MTHMIS Client Release of Information for Sharing Client Information with Participating Agencies

This form authorizes the release of client information within the Montana Homeless Management Information System to allow for sharing of information with other participating agencies. The Montana Homeless Management Information System is called the MTHMIS system. Many shelters and other helping programs use the MTHMIS System. The MTHMIS System keeps information about clients that get help here and at other agencies. You must agree to share information before any sharing can occur. Sharing information will help reduce the paperwork you would have to fill out at other agencies. It will also allow agencies to work together to help you.

When I sign below, it means:

·  I was told about MTHMIS System and I received a copy of the Privacy and Confidentiality Notice. I know there are both benefits and risks when I agree to share my information. Copy of the Privacy and Confidentiality Notice on last page of application.

·  I know that information regarding pregnancy, HIV/AIDS and domestic violence will not be shared with other agencies and that only certain agency workers can view this information.

·  I know that there is a list of all the agencies in the MTHMIS System that share information and that I have the right to ask for a list of agencies. These agencies must follow strict privacy laws.

I agree, by initialing the “Yes” below, that information may be shared with other agencies. The agencies that participate in the sharing may change from time to time. Sharing allow other agencies to do a better job helping my family and me.

Client signature Yes: No: Date:

Client signature Yes: No: Date:

Montana Homeless Management Information System (MTHMIS)
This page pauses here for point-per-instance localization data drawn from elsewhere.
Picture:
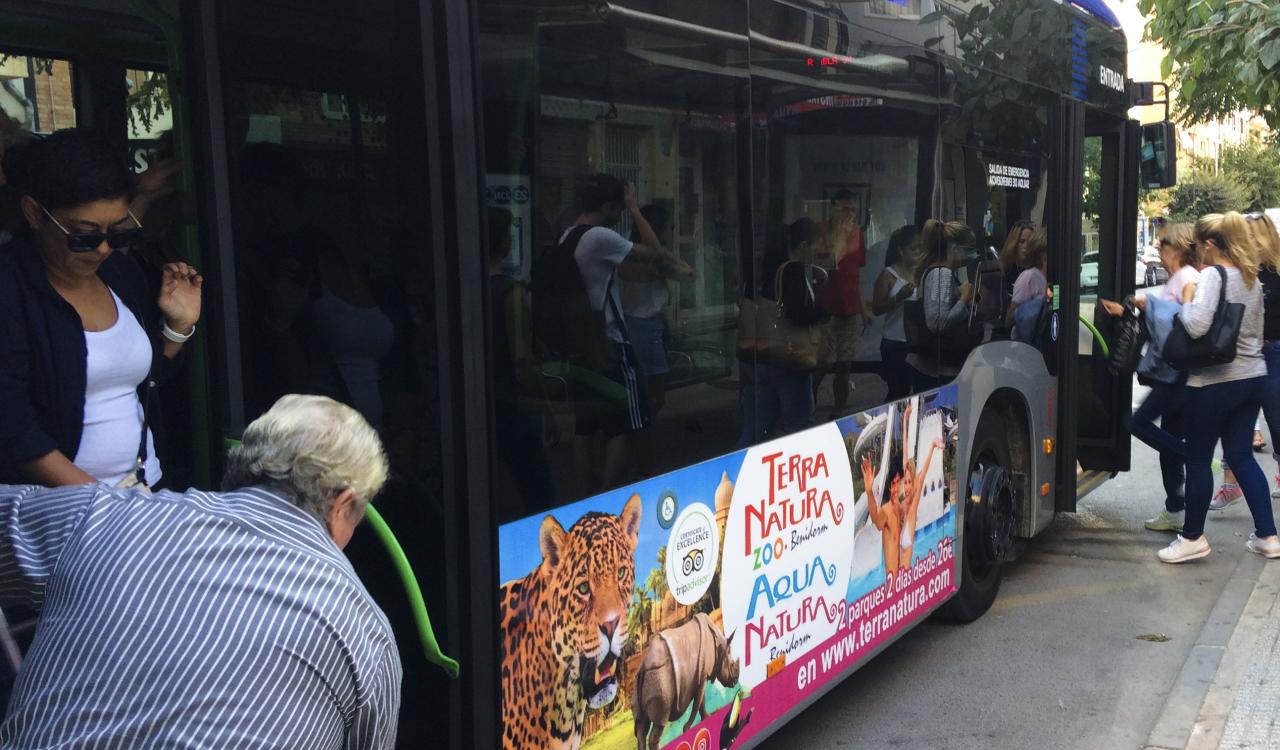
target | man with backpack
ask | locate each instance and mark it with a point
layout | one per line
(577, 315)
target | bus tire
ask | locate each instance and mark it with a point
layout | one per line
(990, 511)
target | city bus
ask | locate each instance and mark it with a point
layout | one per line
(371, 190)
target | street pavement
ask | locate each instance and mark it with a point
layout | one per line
(1092, 644)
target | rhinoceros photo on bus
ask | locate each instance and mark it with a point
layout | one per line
(677, 664)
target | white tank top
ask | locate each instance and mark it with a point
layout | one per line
(357, 338)
(118, 361)
(895, 329)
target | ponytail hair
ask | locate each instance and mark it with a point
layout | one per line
(1230, 233)
(1266, 241)
(1182, 238)
(936, 241)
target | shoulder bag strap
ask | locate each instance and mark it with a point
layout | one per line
(140, 469)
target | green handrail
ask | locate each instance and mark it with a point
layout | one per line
(415, 594)
(425, 632)
(1097, 337)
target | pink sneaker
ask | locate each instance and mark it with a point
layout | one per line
(1226, 495)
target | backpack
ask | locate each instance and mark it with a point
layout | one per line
(565, 323)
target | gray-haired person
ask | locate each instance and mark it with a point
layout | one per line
(208, 620)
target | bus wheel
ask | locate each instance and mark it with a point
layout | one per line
(990, 521)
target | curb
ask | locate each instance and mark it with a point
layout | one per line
(1196, 710)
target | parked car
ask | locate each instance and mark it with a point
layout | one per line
(1156, 274)
(1089, 273)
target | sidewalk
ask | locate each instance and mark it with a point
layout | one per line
(1228, 695)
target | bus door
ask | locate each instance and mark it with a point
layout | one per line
(1107, 270)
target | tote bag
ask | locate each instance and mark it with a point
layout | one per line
(1217, 346)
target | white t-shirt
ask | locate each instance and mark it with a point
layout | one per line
(118, 361)
(598, 255)
(1173, 289)
(1031, 284)
(644, 298)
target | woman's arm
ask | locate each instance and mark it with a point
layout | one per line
(54, 470)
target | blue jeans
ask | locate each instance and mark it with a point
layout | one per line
(1271, 394)
(776, 402)
(1225, 411)
(1166, 403)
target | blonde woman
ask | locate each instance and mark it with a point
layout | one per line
(1013, 256)
(1168, 396)
(1266, 243)
(1223, 401)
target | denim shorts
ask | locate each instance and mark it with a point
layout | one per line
(647, 339)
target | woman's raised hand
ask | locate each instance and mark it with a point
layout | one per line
(179, 296)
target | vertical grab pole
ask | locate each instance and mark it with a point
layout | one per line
(197, 365)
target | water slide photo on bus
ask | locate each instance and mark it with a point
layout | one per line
(705, 603)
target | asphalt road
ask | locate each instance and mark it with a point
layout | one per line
(1056, 663)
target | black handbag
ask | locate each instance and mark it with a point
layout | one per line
(1216, 347)
(1129, 339)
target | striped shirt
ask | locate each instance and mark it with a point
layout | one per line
(193, 620)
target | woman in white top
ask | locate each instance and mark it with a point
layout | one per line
(1032, 283)
(892, 288)
(1223, 401)
(81, 338)
(945, 298)
(1168, 396)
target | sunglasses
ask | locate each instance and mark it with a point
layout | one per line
(91, 241)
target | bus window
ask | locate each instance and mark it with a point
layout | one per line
(37, 92)
(325, 122)
(576, 105)
(1104, 275)
(850, 167)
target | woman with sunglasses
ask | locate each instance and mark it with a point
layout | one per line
(81, 339)
(1223, 401)
(1266, 243)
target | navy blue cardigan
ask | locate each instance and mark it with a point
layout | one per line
(42, 355)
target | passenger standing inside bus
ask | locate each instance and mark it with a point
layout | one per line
(1032, 284)
(945, 298)
(1223, 401)
(516, 434)
(80, 339)
(842, 251)
(778, 399)
(598, 251)
(1168, 396)
(644, 303)
(1262, 232)
(1013, 256)
(892, 288)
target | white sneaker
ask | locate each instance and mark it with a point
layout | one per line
(1225, 498)
(1267, 548)
(1183, 549)
(1165, 521)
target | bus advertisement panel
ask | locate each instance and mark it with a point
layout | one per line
(695, 609)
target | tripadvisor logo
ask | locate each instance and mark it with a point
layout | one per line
(691, 549)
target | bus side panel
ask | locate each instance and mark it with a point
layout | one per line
(764, 575)
(1009, 375)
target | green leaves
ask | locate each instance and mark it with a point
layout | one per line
(1270, 54)
(1224, 55)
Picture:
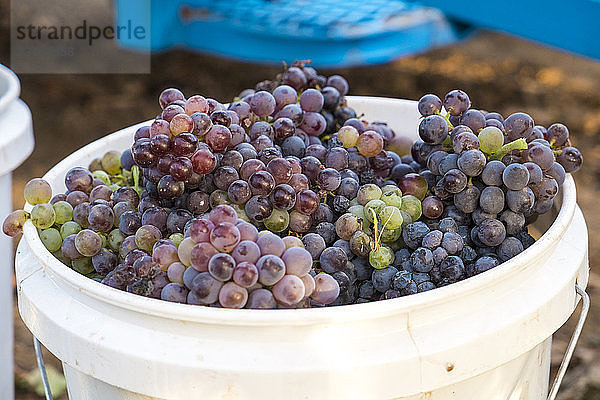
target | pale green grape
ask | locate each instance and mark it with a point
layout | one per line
(381, 258)
(37, 191)
(406, 219)
(43, 216)
(51, 239)
(392, 197)
(374, 205)
(412, 206)
(60, 257)
(389, 236)
(63, 211)
(391, 218)
(391, 188)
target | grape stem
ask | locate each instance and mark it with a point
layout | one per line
(376, 230)
(135, 170)
(519, 144)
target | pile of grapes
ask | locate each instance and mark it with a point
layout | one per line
(286, 198)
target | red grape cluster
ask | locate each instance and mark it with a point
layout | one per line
(284, 198)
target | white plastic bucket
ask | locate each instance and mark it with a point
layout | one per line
(16, 143)
(487, 337)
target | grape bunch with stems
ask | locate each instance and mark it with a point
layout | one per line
(286, 198)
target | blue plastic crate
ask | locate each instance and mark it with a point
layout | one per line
(328, 32)
(572, 25)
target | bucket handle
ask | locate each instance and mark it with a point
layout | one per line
(40, 359)
(560, 374)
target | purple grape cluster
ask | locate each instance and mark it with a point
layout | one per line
(285, 198)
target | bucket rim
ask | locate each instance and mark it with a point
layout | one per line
(287, 317)
(13, 87)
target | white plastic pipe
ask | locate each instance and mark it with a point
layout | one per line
(487, 337)
(16, 143)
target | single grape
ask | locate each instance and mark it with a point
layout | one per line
(176, 272)
(570, 158)
(491, 139)
(146, 236)
(381, 258)
(370, 143)
(205, 288)
(491, 232)
(13, 223)
(412, 206)
(348, 135)
(429, 104)
(289, 290)
(225, 236)
(456, 102)
(37, 191)
(326, 289)
(221, 266)
(471, 162)
(518, 125)
(271, 269)
(87, 242)
(515, 176)
(557, 135)
(43, 215)
(51, 239)
(367, 193)
(492, 173)
(491, 200)
(433, 129)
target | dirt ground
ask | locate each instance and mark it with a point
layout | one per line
(500, 73)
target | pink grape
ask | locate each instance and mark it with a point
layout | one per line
(225, 236)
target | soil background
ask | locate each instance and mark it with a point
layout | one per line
(500, 73)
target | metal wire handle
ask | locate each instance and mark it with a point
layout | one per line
(560, 374)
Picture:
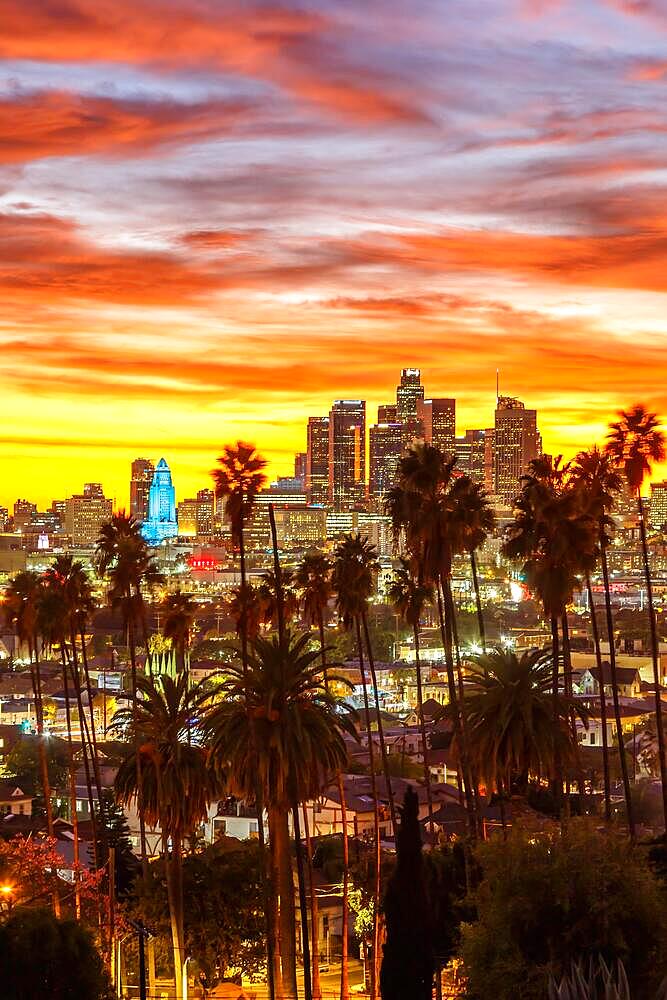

Privacy and Confidentiality Notice

MTHMIS – What it does

It is a human services database that keeps track of the clients we serve and the services that we provide. A lot of the questions that agencies typically ask you when you apply for their services are in this database. The database is trying to get an unduplicated “count” of the homeless population in the State of Montana.

Benefits

It reduces some paperwork for ourselves and for you so that we can coordinate services for you and your family more efficiently. It may be used to determine need.

All agencies who participate in the MTHMIS system must be compliant with all state and federal requirements regarding client confidentiality and data security, as well as 42 CFR Part 2 (disclosure of drug and alcohol information) and HIPPA (medical information).

Your rights

You are allowed to view your record, have corrections made to your record, refuse to share your information with other agencies, stop our release of information, and file grievances if necessary.

Security
Everybody that has access to the MTHMIS has been through MTHMIS training as well as Privacy and Confidentiality Training. Only certain people, like your case manager can view confidential parts of your information

Your identifying information will not be used for any reporting from the system. The computer program has the highest degree of security protection available.

Explanation of Release of Information

Maintaining your privacy is very important to us. We believe that the information gathered about you is personal and private. This agency will enter your information into the MTHMIS and has the right to maintain and review this information. If you do not want ANY identifying information entered in MTHMIS, we will input your record without your name and you may still be given service. However, this may make duplicates in the system. We are trying to avoid duplicate entries.

Your information will not be shared with other providers of services without a Release of Information or a signed acknowledgement on the intake form. However, if this agency decides to have partnering relationships with other agencies and wants to share information and you feel uncomfortable with sharing your information within this system, you will not be denied services for which you are otherwise be eligible. If you do not wish to have your information to be seen, we can “hide” it within the MTHMIS from everyone except staff in this agency with a high-level system security role. We want to avoid duplicate records in the system about you. Again, we are trying to avoid duplicate entries.